Herzlich Willkommen
bei der CDU Hessen

Aktuelles

10.10.2014 - Land
Innenminister Peter Beuth stellt Gesetzentwürfe zur Neuausrichtung des Verfassungsschutzes vor

Der Hessische Innenminister, Peter Beuth, hat heute zusammen mit den innenpolitischen Sprechern der Fraktionen von CDU und BÜNDNIS 90/Die Grünen, Alexander Bauer und Jürgen Frömmrich, zwei Gesetzentwürfe zur Neuausrichtung des Verfassungsschutzes vorgestellt. Das Gesetz über das Landesamt für Verfassungsschutz soll neu gefasst und die parlamentarische Kontrolle des Verfassungsschutzes in einem neuen, eigenständigen Gesetz geregelt werden. Die Entwürfe sind ein erstes Ergebnis des seit rund zweieinhalb Jahren andauernden Reformprozesses im Verfassungsschutzverbund.
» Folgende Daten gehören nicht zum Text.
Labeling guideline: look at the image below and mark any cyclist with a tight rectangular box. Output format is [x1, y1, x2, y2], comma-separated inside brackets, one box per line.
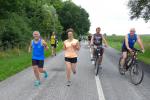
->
[88, 33, 92, 47]
[121, 28, 145, 72]
[50, 32, 57, 56]
[91, 27, 108, 64]
[64, 28, 80, 86]
[29, 31, 48, 86]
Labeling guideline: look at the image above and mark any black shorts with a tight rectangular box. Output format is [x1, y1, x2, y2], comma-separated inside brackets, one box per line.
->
[94, 48, 104, 56]
[32, 59, 44, 68]
[65, 57, 77, 63]
[51, 44, 56, 48]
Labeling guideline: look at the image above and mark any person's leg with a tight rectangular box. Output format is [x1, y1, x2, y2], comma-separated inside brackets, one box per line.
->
[32, 59, 40, 80]
[51, 45, 54, 56]
[92, 46, 95, 60]
[54, 45, 56, 56]
[38, 60, 48, 78]
[71, 63, 77, 74]
[71, 57, 77, 74]
[65, 61, 71, 81]
[32, 65, 40, 81]
[120, 52, 127, 68]
[99, 49, 104, 65]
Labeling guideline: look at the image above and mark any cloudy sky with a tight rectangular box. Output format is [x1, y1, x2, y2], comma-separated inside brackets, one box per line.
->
[72, 0, 150, 35]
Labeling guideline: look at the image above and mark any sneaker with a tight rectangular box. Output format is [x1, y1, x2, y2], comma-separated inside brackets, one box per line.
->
[34, 80, 41, 86]
[73, 69, 77, 74]
[44, 71, 48, 78]
[66, 81, 71, 86]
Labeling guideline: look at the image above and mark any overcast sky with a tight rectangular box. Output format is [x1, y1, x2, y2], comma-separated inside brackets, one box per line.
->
[72, 0, 150, 35]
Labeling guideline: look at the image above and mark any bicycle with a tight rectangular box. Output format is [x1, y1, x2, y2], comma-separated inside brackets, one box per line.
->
[119, 49, 144, 85]
[94, 46, 103, 76]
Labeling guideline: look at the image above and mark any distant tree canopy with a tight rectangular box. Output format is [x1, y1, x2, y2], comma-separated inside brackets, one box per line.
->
[0, 0, 90, 48]
[58, 1, 90, 38]
[128, 0, 150, 22]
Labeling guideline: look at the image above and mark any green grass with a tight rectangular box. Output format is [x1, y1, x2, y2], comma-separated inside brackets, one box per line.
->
[107, 36, 150, 64]
[0, 42, 63, 81]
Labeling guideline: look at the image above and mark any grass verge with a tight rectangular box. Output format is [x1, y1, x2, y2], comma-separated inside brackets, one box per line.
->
[0, 42, 63, 81]
[107, 36, 150, 65]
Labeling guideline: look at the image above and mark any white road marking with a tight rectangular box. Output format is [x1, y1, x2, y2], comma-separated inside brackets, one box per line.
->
[95, 76, 105, 100]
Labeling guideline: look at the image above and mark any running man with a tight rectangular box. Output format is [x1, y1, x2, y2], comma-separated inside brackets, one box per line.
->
[91, 27, 108, 64]
[121, 28, 145, 72]
[50, 32, 57, 56]
[64, 28, 80, 86]
[29, 31, 48, 86]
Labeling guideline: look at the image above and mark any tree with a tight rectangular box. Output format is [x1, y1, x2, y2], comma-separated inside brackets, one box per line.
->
[58, 1, 90, 39]
[128, 0, 150, 22]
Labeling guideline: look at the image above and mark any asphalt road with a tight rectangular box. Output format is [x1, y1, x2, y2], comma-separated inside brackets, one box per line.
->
[0, 43, 150, 100]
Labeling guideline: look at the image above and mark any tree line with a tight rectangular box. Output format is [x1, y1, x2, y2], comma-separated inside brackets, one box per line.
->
[0, 0, 90, 49]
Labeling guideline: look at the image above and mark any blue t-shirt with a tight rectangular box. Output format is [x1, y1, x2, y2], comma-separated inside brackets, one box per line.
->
[32, 39, 44, 60]
[122, 33, 137, 49]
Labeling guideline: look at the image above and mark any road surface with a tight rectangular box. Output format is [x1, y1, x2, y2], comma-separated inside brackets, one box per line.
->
[0, 43, 150, 100]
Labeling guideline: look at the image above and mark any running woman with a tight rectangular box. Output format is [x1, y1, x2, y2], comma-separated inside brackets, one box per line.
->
[29, 31, 48, 86]
[64, 28, 80, 86]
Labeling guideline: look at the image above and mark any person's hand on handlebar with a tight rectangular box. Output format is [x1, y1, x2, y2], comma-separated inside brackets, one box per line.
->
[142, 49, 145, 53]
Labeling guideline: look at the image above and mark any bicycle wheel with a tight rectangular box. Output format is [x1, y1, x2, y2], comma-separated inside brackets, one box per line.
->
[118, 58, 125, 75]
[130, 64, 144, 85]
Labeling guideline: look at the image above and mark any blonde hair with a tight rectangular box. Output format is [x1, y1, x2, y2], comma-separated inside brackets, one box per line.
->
[32, 31, 40, 36]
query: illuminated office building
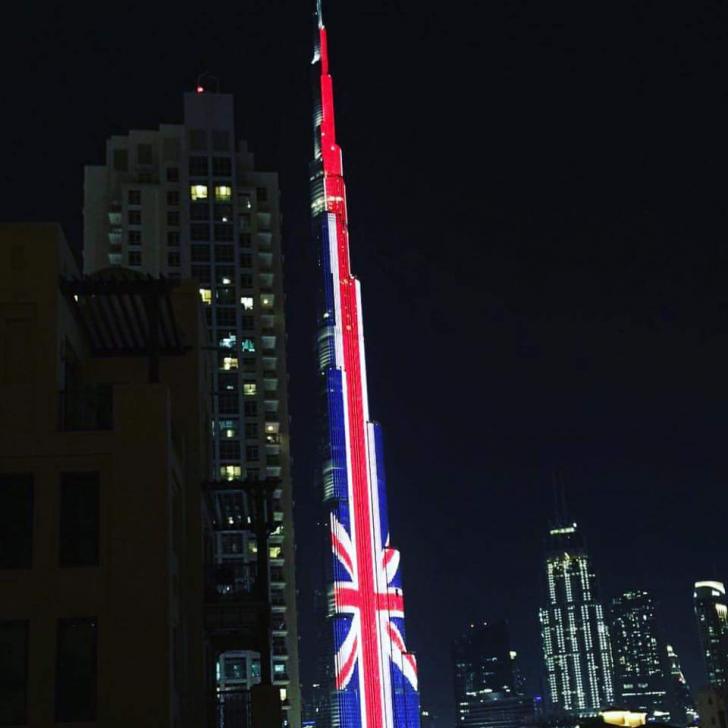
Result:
[609,590,668,719]
[539,523,614,715]
[693,581,728,688]
[452,622,535,728]
[84,92,300,728]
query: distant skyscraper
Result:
[539,523,614,715]
[665,645,697,726]
[452,622,535,728]
[83,87,300,727]
[609,591,667,719]
[693,581,728,688]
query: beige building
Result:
[0,224,214,728]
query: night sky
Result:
[0,0,728,728]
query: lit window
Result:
[220,465,243,480]
[215,185,233,202]
[190,185,207,200]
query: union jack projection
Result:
[311,0,420,728]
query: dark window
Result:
[114,149,129,172]
[0,473,33,569]
[190,157,208,177]
[137,144,152,164]
[190,222,210,240]
[215,245,235,263]
[192,245,210,263]
[190,129,207,151]
[244,400,258,417]
[56,619,96,722]
[215,223,233,240]
[212,157,233,177]
[0,620,28,725]
[58,473,99,566]
[192,265,210,283]
[212,129,230,152]
[190,202,210,220]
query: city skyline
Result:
[0,2,728,719]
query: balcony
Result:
[58,384,114,432]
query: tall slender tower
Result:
[311,0,419,728]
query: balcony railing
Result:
[58,384,114,431]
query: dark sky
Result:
[0,0,728,728]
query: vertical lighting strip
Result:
[311,0,419,728]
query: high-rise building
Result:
[609,590,668,720]
[0,225,212,728]
[311,1,420,728]
[693,581,728,688]
[84,85,300,728]
[665,645,698,726]
[539,523,614,715]
[452,622,535,728]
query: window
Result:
[0,620,28,725]
[215,185,233,202]
[243,399,258,417]
[58,473,99,566]
[0,474,33,569]
[113,149,129,172]
[191,245,210,263]
[190,222,210,243]
[190,129,207,151]
[212,129,230,152]
[190,185,207,200]
[212,157,233,177]
[190,157,208,177]
[215,245,235,263]
[215,223,233,240]
[56,619,96,722]
[137,144,152,165]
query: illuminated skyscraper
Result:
[693,581,728,688]
[83,86,300,728]
[539,523,614,715]
[311,2,419,728]
[452,622,535,728]
[610,591,668,719]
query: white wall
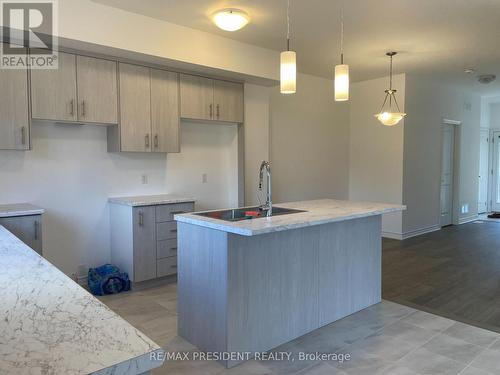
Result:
[349,75,405,235]
[270,74,349,202]
[403,75,481,233]
[58,0,279,80]
[0,123,237,274]
[244,84,271,206]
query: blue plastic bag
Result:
[88,264,130,296]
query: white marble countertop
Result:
[108,194,196,207]
[0,226,163,375]
[0,203,45,217]
[175,199,406,236]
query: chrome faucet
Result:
[259,161,273,216]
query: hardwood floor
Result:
[382,221,500,332]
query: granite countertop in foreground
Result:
[0,226,163,375]
[0,203,45,217]
[108,194,196,207]
[175,199,406,236]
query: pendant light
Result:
[375,52,406,126]
[334,3,349,102]
[280,0,297,94]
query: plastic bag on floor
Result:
[88,264,130,296]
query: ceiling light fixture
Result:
[280,0,297,94]
[212,8,250,31]
[375,52,406,126]
[334,3,349,102]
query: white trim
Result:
[382,224,441,240]
[458,214,479,224]
[441,118,462,125]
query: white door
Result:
[440,125,455,227]
[491,132,500,212]
[477,129,490,214]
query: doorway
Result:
[440,124,455,227]
[491,131,500,212]
[477,129,490,214]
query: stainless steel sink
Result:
[196,207,306,221]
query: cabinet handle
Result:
[21,126,26,146]
[170,211,186,216]
[35,221,38,241]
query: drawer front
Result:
[156,257,177,277]
[156,202,194,223]
[156,221,177,241]
[156,238,177,259]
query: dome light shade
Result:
[335,64,349,102]
[280,51,297,94]
[375,52,406,126]
[212,9,250,31]
[375,112,406,126]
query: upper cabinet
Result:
[108,63,180,152]
[76,56,118,124]
[0,44,30,150]
[151,69,180,152]
[31,52,118,124]
[31,52,78,121]
[180,74,243,123]
[214,80,243,122]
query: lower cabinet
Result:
[0,215,43,255]
[110,202,194,283]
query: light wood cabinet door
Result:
[0,215,42,255]
[151,69,180,152]
[31,52,78,121]
[76,56,118,124]
[214,80,243,123]
[180,74,214,120]
[0,47,30,150]
[119,63,152,152]
[133,206,156,282]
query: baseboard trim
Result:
[458,215,479,225]
[382,225,441,241]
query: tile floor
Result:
[101,284,500,375]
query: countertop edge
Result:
[174,205,406,237]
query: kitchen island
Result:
[0,226,164,375]
[175,199,405,367]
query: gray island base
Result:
[176,200,405,367]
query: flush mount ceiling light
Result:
[212,8,250,31]
[334,4,349,102]
[280,0,297,94]
[375,52,406,126]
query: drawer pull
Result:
[170,211,186,215]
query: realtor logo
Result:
[0,0,58,69]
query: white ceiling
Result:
[94,0,500,95]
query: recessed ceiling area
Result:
[94,0,500,95]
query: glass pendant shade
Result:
[375,90,406,126]
[335,64,349,102]
[280,51,297,94]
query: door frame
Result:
[487,128,500,212]
[437,118,462,228]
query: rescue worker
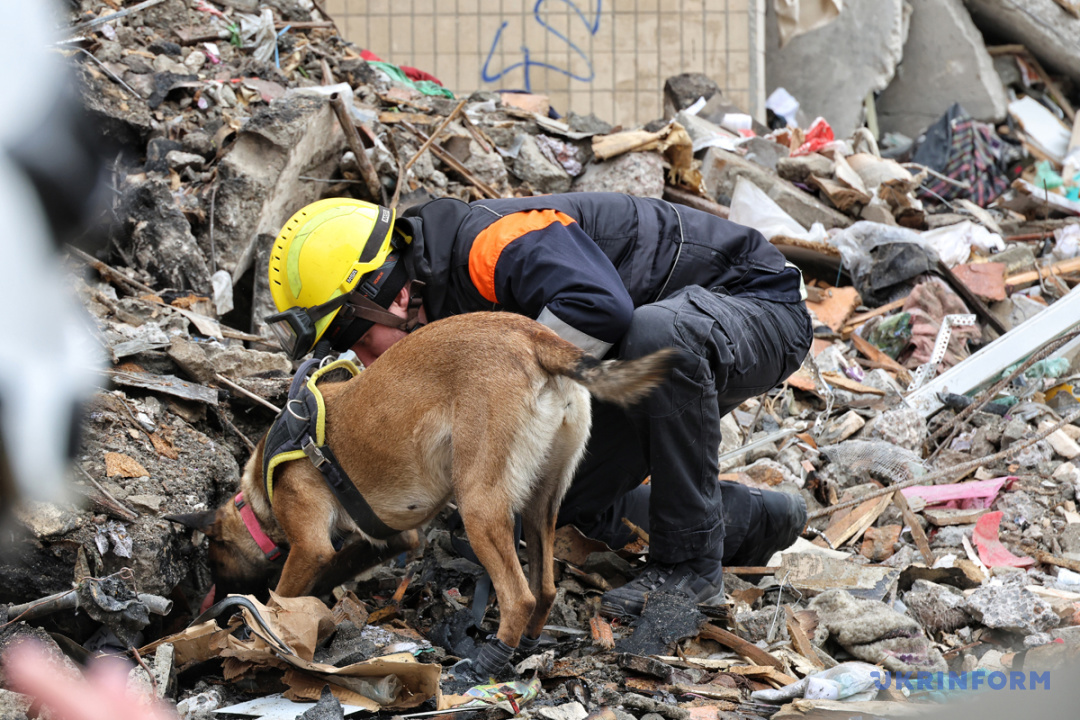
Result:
[267,193,812,616]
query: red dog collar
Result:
[232,492,281,560]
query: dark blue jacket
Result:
[395,192,801,356]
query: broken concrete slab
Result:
[512,135,571,193]
[117,180,211,295]
[966,0,1080,81]
[570,152,664,198]
[211,95,346,283]
[877,0,1006,137]
[781,553,900,600]
[664,72,720,120]
[765,0,907,137]
[701,148,852,230]
[963,584,1059,635]
[904,580,971,633]
[206,345,293,378]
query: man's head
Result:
[267,198,408,359]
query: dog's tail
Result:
[537,334,678,407]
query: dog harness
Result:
[262,358,401,540]
[232,492,281,562]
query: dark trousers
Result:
[559,286,812,565]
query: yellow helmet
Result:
[266,198,406,359]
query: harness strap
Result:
[232,492,281,561]
[260,358,401,542]
[301,435,401,540]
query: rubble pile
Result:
[6,0,1080,720]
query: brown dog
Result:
[172,312,675,673]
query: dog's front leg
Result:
[274,490,335,597]
[274,538,334,597]
[458,483,535,680]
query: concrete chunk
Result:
[964,585,1058,635]
[701,148,852,230]
[877,0,1006,137]
[218,96,345,280]
[765,0,907,137]
[966,0,1080,81]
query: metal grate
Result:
[325,0,765,127]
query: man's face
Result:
[352,325,408,367]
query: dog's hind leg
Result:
[522,390,591,650]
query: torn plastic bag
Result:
[728,177,827,243]
[750,662,883,703]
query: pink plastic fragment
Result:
[971,511,1035,568]
[792,118,836,158]
[901,475,1017,510]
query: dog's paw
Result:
[472,638,514,680]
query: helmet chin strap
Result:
[342,280,423,332]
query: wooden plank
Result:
[851,332,912,385]
[821,372,886,396]
[664,185,731,220]
[105,370,217,407]
[379,110,442,125]
[843,298,907,332]
[892,490,934,568]
[813,495,889,548]
[922,507,990,528]
[728,665,798,685]
[1005,258,1080,290]
[937,260,1009,335]
[784,604,825,668]
[772,698,927,720]
[724,565,778,575]
[1024,547,1080,572]
[699,623,784,671]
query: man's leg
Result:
[604,287,812,615]
[558,399,649,549]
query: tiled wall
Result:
[324,0,765,127]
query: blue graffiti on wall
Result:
[481,0,603,92]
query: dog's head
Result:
[165,507,280,599]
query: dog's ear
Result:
[165,510,217,538]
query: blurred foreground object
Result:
[3,642,176,720]
[0,2,100,515]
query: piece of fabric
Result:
[913,104,1009,207]
[809,589,948,673]
[559,287,812,563]
[360,50,454,98]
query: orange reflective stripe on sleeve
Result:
[469,210,575,302]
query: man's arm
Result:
[469,209,634,357]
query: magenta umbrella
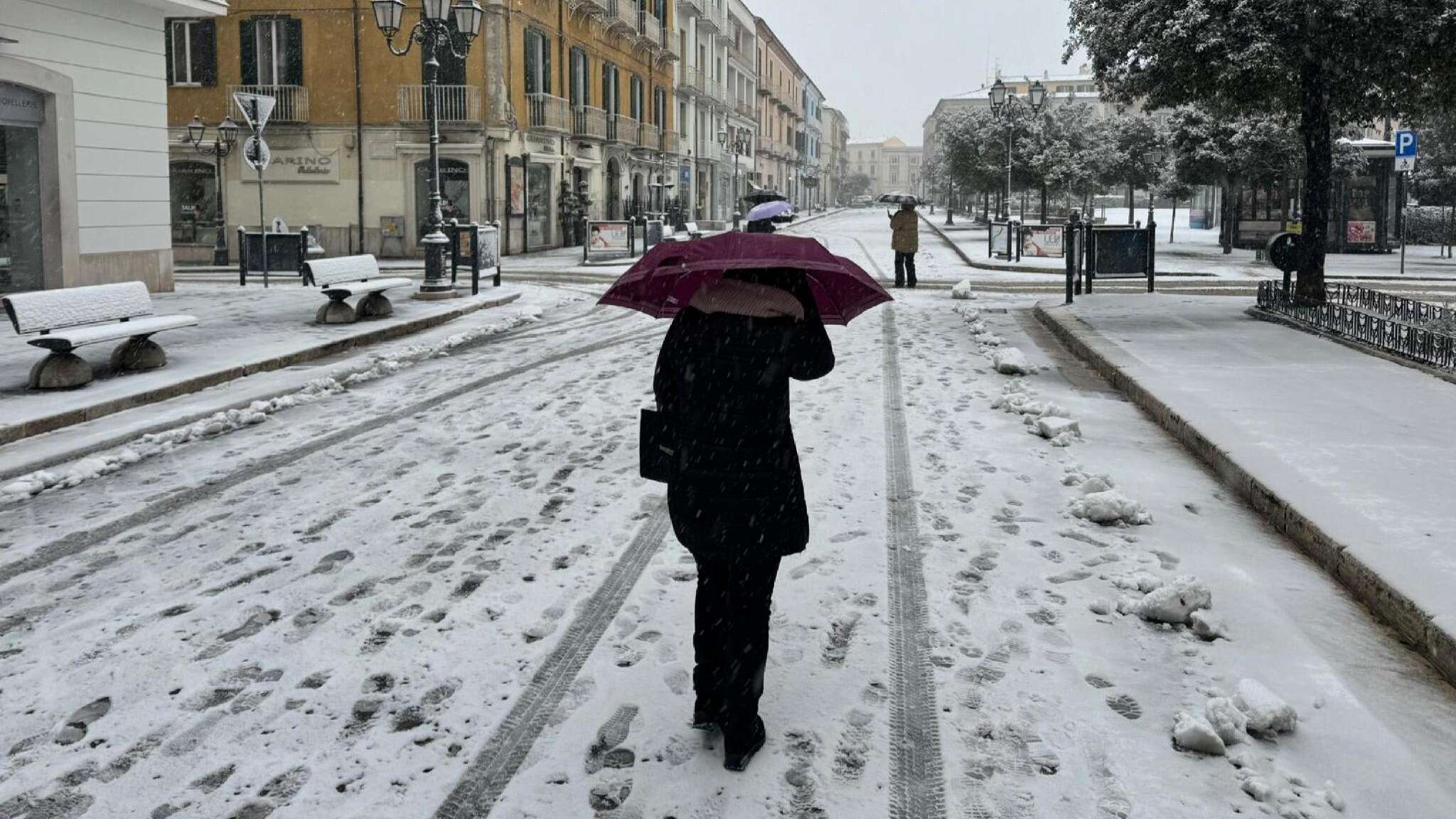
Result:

Expertenkommission wird sich damit kritisch auseinandersetzen

„Grundlage der Verfassungsschutzgesetze sind die Ergebnisse der umfassenden Reformüberlegungen in Bund und Ländern, die durch die politische Diskussion, durch die Verwaltung selbst, aber vor allem auch durch die Parlamente, insbesondere des Untersuchungsausschusses des Deutschen Bundestages, erarbeitet wurden. Die beiden Entwürfe wurden, wie ich von Anfang an betont habe, der Expertenkommission unter der Leitung des ehemaligen Richters des Bundesverfassungsgerichts, Prof. Dr. Hans-Joachim Jentsch, zugeleitet. Die unabhängige und überparteiliche Expertenkommission wird sich nun damit kritisch auseinandersetzen und kann ihre Vorschläge machen“, erklärte der Hessische Innenminister Peter Beuth.

„Auf diese Weise werden die seit dem Jahr 2012 bestehenden Reformbemühungen der Verwaltung aufgegriffen und einem neutralen Blick der Expertenkommission unterzogen“, sagte Beuth. Inhaltlich erhält das Gesetz über das Landesamt für Verfassungsschutz eine neue, klare Struktur.

„Bei der Formulierung wurde darauf geachtet, die größtmögliche Balance zwischen der erforderlichen Regelungstiefe, der Transparenz für die Bürger und dem Geheimhaltungsbedürfnis für die nachrichtendienstliche Arbeit zu finden“, machte der Minister deutlich.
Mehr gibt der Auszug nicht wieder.